“Not everybody who says to me, ‘Lord, Lord,’ will get into the kingdom of heaven. Only those who do the will of my Father who is in heaven will enter.” — Matthew 7:21
Many Christians don’t take Jesus seriously enough. If we did, we wouldn’t live as if he never preached the Sermon on the Mount, Matthew 5-7, where he said that EVERYTHING is secondary to the kingdom of God.
Franciscan priest and author Richard Rohr, in a daily meditation, got right to the point:
I think what Jesus calls the kingdom of heaven or the reign of God is when we live inside of the Big Picture and not inside of the small pictures that we create and seem to prefer. Most of us live inside of our own small, self-created kingdoms: the kingdom of being American or the kingdom of being Catholic or the kingdom of being white. That’s all going to pass away. Those are not the kingdom of God. The reign of God will not pass away. It’s the eternal state of things, how things finally and fully and freely are.
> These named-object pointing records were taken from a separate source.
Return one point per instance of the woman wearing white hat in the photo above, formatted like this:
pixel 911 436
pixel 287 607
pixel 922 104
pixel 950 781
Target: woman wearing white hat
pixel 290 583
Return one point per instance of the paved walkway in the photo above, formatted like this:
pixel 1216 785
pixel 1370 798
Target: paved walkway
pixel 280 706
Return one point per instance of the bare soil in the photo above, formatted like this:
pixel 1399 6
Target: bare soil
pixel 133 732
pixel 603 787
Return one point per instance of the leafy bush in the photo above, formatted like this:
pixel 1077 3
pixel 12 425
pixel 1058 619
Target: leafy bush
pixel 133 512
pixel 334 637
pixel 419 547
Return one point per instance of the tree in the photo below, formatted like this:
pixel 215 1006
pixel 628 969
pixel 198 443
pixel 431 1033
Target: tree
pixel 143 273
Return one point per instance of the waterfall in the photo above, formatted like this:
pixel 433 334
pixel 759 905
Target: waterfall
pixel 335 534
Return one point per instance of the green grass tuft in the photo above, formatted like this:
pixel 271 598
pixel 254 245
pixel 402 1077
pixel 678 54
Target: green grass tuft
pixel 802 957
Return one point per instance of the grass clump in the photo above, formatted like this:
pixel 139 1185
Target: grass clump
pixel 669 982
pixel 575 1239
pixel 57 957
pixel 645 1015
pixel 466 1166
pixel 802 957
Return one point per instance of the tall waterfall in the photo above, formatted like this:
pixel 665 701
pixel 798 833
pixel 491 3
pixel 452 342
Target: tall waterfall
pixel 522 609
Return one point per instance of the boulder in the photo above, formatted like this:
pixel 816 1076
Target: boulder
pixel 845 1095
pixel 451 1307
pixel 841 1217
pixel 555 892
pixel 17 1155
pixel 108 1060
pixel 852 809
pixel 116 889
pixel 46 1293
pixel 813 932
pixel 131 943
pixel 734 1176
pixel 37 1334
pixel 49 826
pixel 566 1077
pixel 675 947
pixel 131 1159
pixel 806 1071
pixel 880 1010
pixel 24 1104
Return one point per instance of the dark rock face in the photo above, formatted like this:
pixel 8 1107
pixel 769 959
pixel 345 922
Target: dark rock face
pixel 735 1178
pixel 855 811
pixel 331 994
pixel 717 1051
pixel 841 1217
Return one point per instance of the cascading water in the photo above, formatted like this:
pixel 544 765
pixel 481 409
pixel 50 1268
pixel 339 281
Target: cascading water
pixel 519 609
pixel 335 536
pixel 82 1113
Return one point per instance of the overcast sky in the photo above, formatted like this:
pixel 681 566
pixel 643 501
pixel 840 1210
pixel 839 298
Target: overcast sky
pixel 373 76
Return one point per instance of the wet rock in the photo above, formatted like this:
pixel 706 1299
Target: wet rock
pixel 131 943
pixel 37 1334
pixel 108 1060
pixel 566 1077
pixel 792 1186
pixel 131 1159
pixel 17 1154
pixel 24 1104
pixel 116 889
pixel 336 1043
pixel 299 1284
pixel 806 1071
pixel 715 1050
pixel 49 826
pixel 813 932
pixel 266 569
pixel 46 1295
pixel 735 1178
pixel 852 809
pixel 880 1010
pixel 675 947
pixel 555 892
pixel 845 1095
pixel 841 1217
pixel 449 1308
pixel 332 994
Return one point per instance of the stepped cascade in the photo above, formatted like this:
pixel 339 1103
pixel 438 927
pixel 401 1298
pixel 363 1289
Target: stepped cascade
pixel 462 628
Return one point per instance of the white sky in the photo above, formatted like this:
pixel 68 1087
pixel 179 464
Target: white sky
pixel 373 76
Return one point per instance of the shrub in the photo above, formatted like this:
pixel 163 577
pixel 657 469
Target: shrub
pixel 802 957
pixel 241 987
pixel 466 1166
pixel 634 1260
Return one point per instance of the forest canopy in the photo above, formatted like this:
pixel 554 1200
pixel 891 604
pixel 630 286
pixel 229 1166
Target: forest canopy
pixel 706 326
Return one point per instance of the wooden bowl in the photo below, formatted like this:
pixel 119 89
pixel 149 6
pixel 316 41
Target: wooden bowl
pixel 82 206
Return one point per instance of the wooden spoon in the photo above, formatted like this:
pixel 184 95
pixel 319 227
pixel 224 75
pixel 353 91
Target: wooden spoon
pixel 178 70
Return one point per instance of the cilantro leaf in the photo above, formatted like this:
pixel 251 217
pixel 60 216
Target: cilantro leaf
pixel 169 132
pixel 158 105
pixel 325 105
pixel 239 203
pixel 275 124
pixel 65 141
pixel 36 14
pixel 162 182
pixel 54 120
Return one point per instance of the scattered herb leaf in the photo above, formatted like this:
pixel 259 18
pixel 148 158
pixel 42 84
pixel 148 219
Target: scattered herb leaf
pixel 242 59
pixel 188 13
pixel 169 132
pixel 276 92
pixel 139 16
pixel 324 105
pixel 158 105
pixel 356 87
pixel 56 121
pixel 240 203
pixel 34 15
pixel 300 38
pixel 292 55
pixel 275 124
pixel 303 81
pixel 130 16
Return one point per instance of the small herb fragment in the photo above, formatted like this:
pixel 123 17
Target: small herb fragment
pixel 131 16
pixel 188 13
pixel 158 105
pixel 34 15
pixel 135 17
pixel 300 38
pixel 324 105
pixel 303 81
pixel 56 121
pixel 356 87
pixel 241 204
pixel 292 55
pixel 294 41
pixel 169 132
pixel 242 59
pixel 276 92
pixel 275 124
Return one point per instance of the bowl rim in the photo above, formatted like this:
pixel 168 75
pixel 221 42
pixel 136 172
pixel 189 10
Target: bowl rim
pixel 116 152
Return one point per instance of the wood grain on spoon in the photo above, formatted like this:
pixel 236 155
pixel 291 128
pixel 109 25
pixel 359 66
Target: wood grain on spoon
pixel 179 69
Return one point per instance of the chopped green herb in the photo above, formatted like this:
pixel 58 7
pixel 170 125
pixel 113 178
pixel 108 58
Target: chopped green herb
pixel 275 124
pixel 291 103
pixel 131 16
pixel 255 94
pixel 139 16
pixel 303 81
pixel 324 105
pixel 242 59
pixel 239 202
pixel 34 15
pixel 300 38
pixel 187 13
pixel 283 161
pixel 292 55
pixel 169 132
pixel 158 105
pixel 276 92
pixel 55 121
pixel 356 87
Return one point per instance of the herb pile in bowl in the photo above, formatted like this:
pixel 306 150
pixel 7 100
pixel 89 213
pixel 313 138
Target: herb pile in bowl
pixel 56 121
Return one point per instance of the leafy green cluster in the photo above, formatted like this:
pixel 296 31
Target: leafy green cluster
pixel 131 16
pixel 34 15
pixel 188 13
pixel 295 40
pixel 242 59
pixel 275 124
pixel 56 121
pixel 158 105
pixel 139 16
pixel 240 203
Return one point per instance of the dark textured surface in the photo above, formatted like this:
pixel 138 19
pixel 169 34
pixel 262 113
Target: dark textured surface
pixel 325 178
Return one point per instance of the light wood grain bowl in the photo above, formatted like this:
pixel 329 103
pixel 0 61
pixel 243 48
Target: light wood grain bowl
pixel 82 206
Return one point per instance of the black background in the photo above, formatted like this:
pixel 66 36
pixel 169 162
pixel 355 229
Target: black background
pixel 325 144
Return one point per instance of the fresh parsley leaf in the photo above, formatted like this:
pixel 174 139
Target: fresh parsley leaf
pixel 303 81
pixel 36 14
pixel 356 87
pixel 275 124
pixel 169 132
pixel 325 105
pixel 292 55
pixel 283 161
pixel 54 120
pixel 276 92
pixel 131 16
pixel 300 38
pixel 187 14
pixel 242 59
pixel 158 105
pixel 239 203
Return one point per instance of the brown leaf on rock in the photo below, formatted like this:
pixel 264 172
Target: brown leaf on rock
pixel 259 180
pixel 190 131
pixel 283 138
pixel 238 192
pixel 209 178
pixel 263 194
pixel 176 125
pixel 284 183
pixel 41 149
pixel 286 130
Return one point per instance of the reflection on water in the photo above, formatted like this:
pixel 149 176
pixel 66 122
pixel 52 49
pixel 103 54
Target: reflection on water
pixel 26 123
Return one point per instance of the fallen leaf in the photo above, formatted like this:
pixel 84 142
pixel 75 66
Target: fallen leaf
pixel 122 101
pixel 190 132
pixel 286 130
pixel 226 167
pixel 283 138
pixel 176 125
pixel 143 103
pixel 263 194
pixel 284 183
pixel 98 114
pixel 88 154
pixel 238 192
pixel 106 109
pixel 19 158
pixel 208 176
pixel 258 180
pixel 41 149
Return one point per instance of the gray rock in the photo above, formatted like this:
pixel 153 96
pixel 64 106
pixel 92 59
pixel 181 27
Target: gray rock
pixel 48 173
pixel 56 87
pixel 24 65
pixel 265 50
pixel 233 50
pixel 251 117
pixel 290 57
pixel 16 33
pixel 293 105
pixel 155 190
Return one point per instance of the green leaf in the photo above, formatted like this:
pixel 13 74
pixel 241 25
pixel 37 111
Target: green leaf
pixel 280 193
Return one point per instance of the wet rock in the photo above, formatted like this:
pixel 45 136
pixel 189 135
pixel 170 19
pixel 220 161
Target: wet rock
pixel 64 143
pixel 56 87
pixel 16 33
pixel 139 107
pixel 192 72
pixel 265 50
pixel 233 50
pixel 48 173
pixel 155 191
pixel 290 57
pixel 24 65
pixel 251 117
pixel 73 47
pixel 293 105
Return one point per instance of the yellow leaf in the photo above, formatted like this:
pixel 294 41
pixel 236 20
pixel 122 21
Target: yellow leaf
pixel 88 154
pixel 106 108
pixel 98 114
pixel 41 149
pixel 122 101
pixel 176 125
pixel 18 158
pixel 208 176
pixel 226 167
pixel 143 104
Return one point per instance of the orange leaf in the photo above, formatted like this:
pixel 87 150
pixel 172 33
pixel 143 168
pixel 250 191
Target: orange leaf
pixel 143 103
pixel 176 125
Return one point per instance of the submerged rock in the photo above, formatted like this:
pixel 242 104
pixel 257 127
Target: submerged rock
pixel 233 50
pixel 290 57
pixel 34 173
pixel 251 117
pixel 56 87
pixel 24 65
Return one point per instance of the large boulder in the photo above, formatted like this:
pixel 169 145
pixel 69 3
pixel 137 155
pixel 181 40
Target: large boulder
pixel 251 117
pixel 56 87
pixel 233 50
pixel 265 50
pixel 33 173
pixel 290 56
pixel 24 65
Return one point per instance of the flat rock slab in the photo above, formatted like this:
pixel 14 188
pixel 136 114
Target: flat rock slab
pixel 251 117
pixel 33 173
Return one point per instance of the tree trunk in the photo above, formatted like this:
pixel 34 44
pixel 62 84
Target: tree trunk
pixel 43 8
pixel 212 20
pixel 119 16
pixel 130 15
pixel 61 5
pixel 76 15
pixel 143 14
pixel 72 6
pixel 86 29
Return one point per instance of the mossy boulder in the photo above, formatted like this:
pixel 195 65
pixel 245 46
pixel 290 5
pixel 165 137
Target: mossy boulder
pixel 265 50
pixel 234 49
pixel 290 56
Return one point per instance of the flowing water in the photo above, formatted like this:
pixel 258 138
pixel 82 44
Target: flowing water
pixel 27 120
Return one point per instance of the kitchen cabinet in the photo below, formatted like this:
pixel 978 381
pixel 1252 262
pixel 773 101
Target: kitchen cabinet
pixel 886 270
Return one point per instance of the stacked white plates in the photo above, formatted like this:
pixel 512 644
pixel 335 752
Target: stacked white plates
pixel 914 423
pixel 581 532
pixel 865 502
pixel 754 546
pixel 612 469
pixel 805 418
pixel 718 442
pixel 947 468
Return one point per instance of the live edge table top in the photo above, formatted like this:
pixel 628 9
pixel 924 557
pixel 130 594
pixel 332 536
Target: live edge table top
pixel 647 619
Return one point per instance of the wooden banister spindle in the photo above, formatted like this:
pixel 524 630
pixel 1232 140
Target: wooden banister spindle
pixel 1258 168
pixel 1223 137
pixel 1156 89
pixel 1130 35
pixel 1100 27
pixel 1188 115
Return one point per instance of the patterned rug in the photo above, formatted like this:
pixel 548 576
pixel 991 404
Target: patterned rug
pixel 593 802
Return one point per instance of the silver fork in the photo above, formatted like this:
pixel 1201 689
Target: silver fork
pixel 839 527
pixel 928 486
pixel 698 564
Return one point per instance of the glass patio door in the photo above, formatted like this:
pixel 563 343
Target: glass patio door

To live in the reign of God is to live with that kind of big perspective, where we move beyond the tiny human-made boundaries that we all create. Most of us are afraid to venture out of our little comfort zone of “people just like me.”
I get exasperated when “Christians” christen politics and politicians as God’s anointed. That’s small-picture stuff pretending to be big.
The big picture stuff is imagining a world beautifully diverse in all aspects, bound by the people-and-justice-focused love of Jesus. It’s living with hearts open to others because our own hearts have been opened by Jesus.
And so, we who follow Christ must constantly ask ourselves a core question: How can my attitudes, beliefs, and lifestyle reflect that I’m living large?
This is deep stuff, but I think I understand most of it. Thank you.
Easier said than done if we are honest!!